On Monday (24 June), Hunt challenged his rival to be clear on his plan for a no-deal, saying that he himself would be willing to abide by Parliament wishes if they chose to remove a no-deal from the table. Hunt also criticised the EU for playing “hardball” with the Irish border provision and accused them of trying to exert influence to keep the UK in the custom union. Instead, Hunt says he wants to renegotiate a deal which would rely on existing technology to make the physical border unnecessary.
Boris Johnson said that the October 31 deadline is a “do or die” and challenged Hunt to stick to it as well. He also acknowledged that EU’s cooperation is needed in order for the UK to make an orderly exit but is willing to play by World Trade Organization’s rules in the event of a no-deal. Johnson also came under media scrutiny for a domestic ruckus but has declined to talk about his private matters to the press.
On Sunday (30 June), Johnson clarified in an interview that if the Tory party could not deliver Brexit, he believes their electorate will lose faith in them and there will be a shift away from both mainstream parties. He has also said MPs also have the responsibility to get Brexit done; it is reported that Johnson is planning a “war Cabinet” to force it through.
On Thursday, the UK’s Brexit department published its latest overarching plan that does not include holding a final parliamentary vote on the final deal–including the Withdrawal Agreement and future EU-UK relations. This is likely unconstitutional as the government is required by law to hold the final vote but the department maintains that they would like to keep the new Prime Minister’s options open.
Despite having no clear plan, Johnson said on Wednesday (25 June) that he would not impose tariffs on goods coming into the UK in a no-deal scenario at the Irish border in order to keep consumer prices low. Johnson believes that Article 24 of the WTO General Agreement on Tariffs (GATT 24) would allow them to keep the same tariffs without a deal.

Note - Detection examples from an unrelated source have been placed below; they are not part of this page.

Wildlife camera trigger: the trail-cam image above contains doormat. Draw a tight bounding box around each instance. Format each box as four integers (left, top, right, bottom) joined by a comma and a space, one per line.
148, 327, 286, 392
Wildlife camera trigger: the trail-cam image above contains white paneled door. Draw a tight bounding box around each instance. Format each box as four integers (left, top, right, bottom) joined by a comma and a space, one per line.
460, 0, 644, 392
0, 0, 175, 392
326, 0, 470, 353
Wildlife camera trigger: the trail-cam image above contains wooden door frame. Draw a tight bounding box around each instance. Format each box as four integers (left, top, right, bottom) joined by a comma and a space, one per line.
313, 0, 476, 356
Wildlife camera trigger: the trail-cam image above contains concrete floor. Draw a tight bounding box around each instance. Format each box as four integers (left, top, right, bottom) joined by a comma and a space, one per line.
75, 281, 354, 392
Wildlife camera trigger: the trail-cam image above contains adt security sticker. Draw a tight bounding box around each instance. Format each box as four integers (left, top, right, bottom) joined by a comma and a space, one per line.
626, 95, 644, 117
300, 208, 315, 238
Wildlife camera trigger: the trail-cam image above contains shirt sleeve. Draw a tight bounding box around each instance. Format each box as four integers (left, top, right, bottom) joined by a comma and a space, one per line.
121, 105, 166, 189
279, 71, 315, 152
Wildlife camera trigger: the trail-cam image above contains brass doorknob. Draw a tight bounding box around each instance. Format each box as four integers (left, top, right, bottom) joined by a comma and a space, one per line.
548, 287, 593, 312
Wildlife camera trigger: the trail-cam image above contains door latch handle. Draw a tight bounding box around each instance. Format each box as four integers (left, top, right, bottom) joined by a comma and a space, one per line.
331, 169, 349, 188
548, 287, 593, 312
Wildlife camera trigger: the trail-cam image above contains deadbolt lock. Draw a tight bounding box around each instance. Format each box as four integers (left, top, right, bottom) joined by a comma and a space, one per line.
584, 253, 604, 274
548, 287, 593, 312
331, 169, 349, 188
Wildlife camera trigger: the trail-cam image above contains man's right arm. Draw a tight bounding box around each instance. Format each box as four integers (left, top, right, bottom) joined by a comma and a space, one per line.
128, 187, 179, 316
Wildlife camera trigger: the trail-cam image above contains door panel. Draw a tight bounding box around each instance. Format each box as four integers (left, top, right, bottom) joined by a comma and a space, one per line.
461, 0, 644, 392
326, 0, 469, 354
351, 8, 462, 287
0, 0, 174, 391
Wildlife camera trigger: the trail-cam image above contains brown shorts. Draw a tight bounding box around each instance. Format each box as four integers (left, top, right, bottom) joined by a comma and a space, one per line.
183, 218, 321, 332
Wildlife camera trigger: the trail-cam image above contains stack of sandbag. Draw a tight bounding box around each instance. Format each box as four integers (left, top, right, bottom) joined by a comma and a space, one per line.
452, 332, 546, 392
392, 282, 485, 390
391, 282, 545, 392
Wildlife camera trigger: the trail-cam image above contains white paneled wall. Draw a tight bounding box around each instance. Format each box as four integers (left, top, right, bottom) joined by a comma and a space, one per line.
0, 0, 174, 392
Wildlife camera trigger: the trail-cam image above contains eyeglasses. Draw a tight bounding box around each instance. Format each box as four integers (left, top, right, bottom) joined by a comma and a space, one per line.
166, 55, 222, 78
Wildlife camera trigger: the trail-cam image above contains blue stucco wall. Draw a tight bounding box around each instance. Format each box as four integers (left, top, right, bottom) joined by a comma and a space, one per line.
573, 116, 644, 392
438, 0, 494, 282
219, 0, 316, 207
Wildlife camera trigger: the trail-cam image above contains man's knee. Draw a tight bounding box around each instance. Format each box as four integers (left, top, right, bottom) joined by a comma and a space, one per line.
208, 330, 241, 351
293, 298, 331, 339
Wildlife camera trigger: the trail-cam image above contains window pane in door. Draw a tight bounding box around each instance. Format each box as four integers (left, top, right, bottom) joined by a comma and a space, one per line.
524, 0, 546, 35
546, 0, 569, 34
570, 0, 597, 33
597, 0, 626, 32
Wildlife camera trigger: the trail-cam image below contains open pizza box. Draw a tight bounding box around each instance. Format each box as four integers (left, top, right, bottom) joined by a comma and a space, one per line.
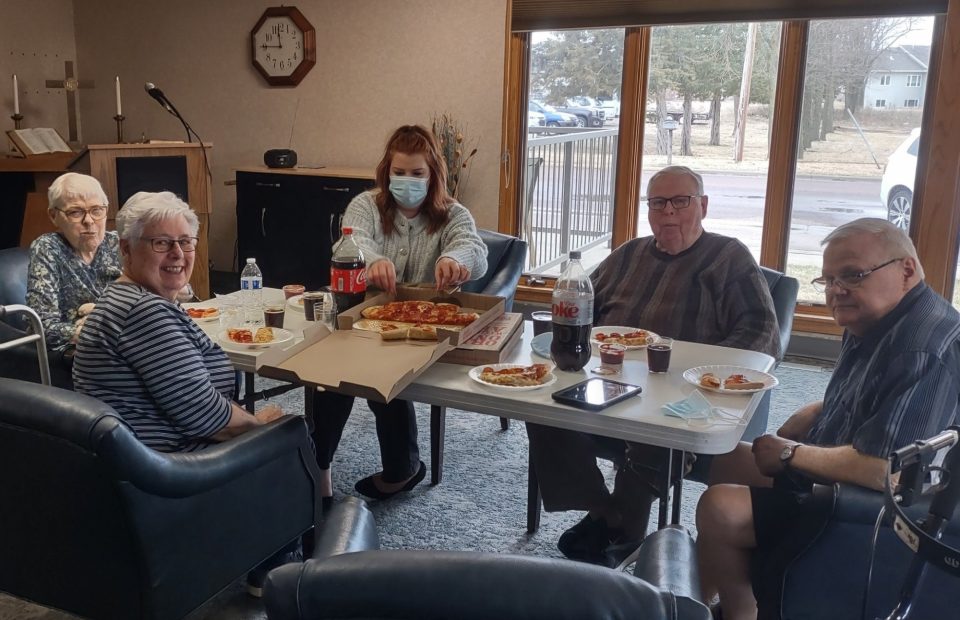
337, 284, 506, 346
257, 323, 453, 402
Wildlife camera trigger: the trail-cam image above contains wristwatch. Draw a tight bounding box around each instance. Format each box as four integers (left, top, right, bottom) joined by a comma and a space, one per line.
780, 443, 800, 468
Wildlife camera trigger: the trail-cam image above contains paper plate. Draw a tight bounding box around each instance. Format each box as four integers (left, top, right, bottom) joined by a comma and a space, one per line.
217, 327, 293, 349
683, 365, 780, 394
468, 364, 557, 392
590, 325, 660, 351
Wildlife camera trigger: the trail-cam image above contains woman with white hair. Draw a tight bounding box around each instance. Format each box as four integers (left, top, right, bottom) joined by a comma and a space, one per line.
73, 192, 282, 452
27, 172, 120, 355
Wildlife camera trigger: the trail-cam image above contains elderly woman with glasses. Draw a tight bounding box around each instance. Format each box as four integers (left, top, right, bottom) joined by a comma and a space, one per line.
73, 192, 282, 452
27, 172, 120, 359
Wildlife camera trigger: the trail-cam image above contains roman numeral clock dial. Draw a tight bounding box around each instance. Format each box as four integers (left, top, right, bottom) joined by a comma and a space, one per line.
250, 6, 317, 86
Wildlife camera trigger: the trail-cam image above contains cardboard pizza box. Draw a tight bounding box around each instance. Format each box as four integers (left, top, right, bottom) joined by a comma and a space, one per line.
257, 324, 453, 402
337, 284, 506, 346
440, 312, 523, 366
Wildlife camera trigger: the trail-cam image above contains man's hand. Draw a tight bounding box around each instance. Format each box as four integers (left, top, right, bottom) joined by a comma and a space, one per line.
435, 256, 470, 289
751, 434, 797, 478
367, 258, 397, 293
253, 405, 283, 424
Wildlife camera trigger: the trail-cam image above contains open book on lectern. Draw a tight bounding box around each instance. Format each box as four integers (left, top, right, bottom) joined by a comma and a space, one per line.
7, 127, 73, 157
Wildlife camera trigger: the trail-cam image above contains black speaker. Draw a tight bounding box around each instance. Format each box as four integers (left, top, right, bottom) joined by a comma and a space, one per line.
263, 149, 297, 168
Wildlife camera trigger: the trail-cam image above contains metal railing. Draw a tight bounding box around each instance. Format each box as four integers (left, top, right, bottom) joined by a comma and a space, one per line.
522, 127, 620, 274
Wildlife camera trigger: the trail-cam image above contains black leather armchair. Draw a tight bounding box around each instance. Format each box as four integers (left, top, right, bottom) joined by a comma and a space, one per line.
264, 529, 710, 620
0, 248, 73, 389
430, 229, 527, 484
754, 484, 960, 620
0, 378, 369, 619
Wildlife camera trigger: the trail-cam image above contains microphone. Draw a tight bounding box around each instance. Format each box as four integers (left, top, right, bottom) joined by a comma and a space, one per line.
143, 82, 180, 118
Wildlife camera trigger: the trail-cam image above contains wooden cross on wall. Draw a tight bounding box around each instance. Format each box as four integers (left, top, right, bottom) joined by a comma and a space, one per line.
46, 60, 94, 142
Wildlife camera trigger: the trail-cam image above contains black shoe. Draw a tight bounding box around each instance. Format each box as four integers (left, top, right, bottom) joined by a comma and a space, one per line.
247, 541, 303, 598
557, 514, 623, 566
353, 461, 427, 499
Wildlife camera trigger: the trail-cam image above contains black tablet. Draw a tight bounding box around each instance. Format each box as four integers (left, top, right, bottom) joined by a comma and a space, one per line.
552, 378, 643, 411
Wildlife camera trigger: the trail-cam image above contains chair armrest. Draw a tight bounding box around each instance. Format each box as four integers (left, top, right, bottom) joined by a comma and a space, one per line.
311, 497, 380, 559
98, 415, 313, 497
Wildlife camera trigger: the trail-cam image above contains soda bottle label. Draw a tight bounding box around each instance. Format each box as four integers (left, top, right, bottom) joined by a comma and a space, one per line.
552, 297, 593, 325
330, 267, 367, 293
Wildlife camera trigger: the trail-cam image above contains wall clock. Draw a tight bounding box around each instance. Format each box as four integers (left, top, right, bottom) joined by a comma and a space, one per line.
250, 6, 317, 86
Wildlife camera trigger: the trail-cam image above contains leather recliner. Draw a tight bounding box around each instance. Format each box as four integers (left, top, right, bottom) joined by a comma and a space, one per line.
264, 529, 710, 620
0, 378, 376, 619
0, 248, 73, 389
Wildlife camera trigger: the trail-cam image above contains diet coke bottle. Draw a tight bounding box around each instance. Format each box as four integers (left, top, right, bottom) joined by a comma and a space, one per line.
550, 252, 593, 370
330, 226, 367, 312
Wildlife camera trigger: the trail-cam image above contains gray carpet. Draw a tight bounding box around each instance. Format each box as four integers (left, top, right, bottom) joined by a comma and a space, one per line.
0, 360, 830, 620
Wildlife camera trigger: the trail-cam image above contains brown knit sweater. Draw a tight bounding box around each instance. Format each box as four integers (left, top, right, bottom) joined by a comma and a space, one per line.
591, 232, 781, 359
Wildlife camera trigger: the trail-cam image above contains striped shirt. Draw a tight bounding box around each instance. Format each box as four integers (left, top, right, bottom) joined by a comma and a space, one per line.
806, 283, 960, 458
73, 282, 234, 452
591, 232, 781, 359
343, 190, 487, 283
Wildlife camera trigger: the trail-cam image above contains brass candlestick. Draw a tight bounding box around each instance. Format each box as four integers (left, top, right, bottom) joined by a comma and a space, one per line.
113, 114, 127, 144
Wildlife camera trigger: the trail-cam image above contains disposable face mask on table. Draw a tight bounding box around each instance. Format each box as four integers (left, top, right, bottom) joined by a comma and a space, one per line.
390, 176, 427, 209
661, 390, 742, 426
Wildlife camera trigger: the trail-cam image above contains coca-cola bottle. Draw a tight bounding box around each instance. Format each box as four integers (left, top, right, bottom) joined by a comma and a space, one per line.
550, 252, 593, 370
330, 226, 367, 312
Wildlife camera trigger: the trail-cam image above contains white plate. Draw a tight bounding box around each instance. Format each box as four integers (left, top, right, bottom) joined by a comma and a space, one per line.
530, 332, 553, 360
683, 365, 780, 394
590, 325, 660, 351
217, 327, 293, 349
468, 364, 557, 392
287, 293, 303, 312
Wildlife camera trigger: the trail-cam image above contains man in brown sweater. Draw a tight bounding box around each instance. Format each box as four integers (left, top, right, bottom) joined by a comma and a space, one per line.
527, 166, 782, 564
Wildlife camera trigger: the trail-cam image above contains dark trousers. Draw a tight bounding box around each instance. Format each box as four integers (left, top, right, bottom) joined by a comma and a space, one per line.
526, 423, 681, 539
311, 392, 420, 482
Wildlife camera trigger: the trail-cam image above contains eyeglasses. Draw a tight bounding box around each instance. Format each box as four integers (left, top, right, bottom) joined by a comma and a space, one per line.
57, 205, 107, 222
647, 194, 700, 211
810, 258, 903, 293
143, 237, 200, 254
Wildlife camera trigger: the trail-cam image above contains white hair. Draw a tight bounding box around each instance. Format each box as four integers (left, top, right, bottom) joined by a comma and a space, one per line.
117, 192, 200, 241
647, 166, 703, 196
820, 217, 923, 280
47, 172, 109, 211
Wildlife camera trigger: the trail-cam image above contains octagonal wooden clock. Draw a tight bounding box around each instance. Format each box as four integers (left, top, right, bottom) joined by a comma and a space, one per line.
250, 6, 317, 86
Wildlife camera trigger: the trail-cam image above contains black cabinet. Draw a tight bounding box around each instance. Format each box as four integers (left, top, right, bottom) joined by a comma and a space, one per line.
237, 168, 374, 290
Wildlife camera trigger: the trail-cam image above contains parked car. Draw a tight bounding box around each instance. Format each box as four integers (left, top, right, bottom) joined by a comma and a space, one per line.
527, 101, 577, 127
527, 110, 547, 127
880, 127, 920, 230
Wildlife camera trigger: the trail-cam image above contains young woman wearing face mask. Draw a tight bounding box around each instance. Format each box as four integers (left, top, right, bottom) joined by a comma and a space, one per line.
313, 125, 487, 503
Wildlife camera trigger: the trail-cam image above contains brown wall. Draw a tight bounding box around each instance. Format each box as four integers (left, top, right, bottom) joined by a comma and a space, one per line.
0, 0, 507, 269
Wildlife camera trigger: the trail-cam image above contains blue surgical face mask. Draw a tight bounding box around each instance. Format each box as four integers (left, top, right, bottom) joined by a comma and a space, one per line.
390, 176, 427, 209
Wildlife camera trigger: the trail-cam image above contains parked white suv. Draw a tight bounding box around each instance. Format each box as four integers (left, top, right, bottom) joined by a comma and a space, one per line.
880, 127, 920, 230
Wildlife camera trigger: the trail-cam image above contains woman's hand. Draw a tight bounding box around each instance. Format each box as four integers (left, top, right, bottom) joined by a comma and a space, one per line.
367, 258, 397, 293
435, 256, 470, 290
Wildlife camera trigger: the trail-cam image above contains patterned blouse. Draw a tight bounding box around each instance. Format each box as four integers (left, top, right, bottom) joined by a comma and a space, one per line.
27, 231, 121, 351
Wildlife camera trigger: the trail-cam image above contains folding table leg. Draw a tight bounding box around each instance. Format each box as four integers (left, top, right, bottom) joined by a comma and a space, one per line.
430, 405, 447, 485
527, 457, 540, 534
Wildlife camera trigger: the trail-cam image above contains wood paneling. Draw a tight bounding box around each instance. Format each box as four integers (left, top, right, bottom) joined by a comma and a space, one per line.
511, 0, 948, 32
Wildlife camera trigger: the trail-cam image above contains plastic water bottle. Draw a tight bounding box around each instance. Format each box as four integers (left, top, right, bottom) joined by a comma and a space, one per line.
240, 258, 263, 323
330, 226, 367, 312
550, 252, 593, 371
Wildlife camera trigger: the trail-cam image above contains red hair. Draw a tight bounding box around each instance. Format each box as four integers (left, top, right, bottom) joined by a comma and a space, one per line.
374, 125, 453, 237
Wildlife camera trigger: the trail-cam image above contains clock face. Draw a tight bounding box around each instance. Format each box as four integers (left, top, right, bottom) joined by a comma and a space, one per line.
250, 7, 317, 86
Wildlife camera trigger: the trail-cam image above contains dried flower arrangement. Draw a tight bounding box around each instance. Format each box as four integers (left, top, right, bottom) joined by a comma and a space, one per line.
432, 113, 477, 198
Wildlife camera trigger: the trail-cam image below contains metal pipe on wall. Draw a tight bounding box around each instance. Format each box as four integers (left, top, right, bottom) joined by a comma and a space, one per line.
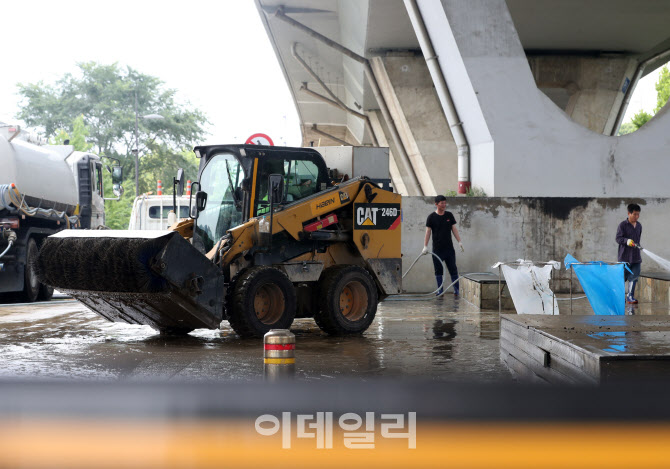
312, 124, 351, 146
275, 7, 424, 195
404, 0, 471, 194
291, 42, 379, 146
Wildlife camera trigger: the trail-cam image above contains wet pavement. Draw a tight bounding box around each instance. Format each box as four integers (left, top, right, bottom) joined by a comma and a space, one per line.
0, 294, 512, 382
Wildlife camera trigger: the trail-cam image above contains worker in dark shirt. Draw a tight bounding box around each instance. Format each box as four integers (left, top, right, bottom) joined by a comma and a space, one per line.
616, 204, 642, 304
422, 195, 465, 296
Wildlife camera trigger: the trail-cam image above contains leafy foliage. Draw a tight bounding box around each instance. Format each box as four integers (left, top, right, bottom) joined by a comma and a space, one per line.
49, 115, 93, 151
17, 62, 208, 228
654, 65, 670, 114
618, 65, 670, 135
630, 110, 653, 130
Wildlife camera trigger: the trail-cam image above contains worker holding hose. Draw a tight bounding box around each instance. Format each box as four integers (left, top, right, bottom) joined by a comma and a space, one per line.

However, the interpretation of this clause in the WTO rules has come under contention by the EU as well as Bank of England Governor Mark Carney who said, “GATT 24 applies if you have an agreement, not if you’ve decided not to have an agreement or been unable to come to an agreement.” EU commissioner for trade Cecilia Malmstrom told Reuters that tariffs are unavoidable in the event of a no-deal Brexit. Britain will be treated like any other third country without a Brexit agreement, which means new tariffs will be imposed. Malmstrom is supported by trade lawyers who say Johnson’s interpretation is a “misrepresentation” of the GATT 24 and doubt it will soften the economic blow of a no-deal.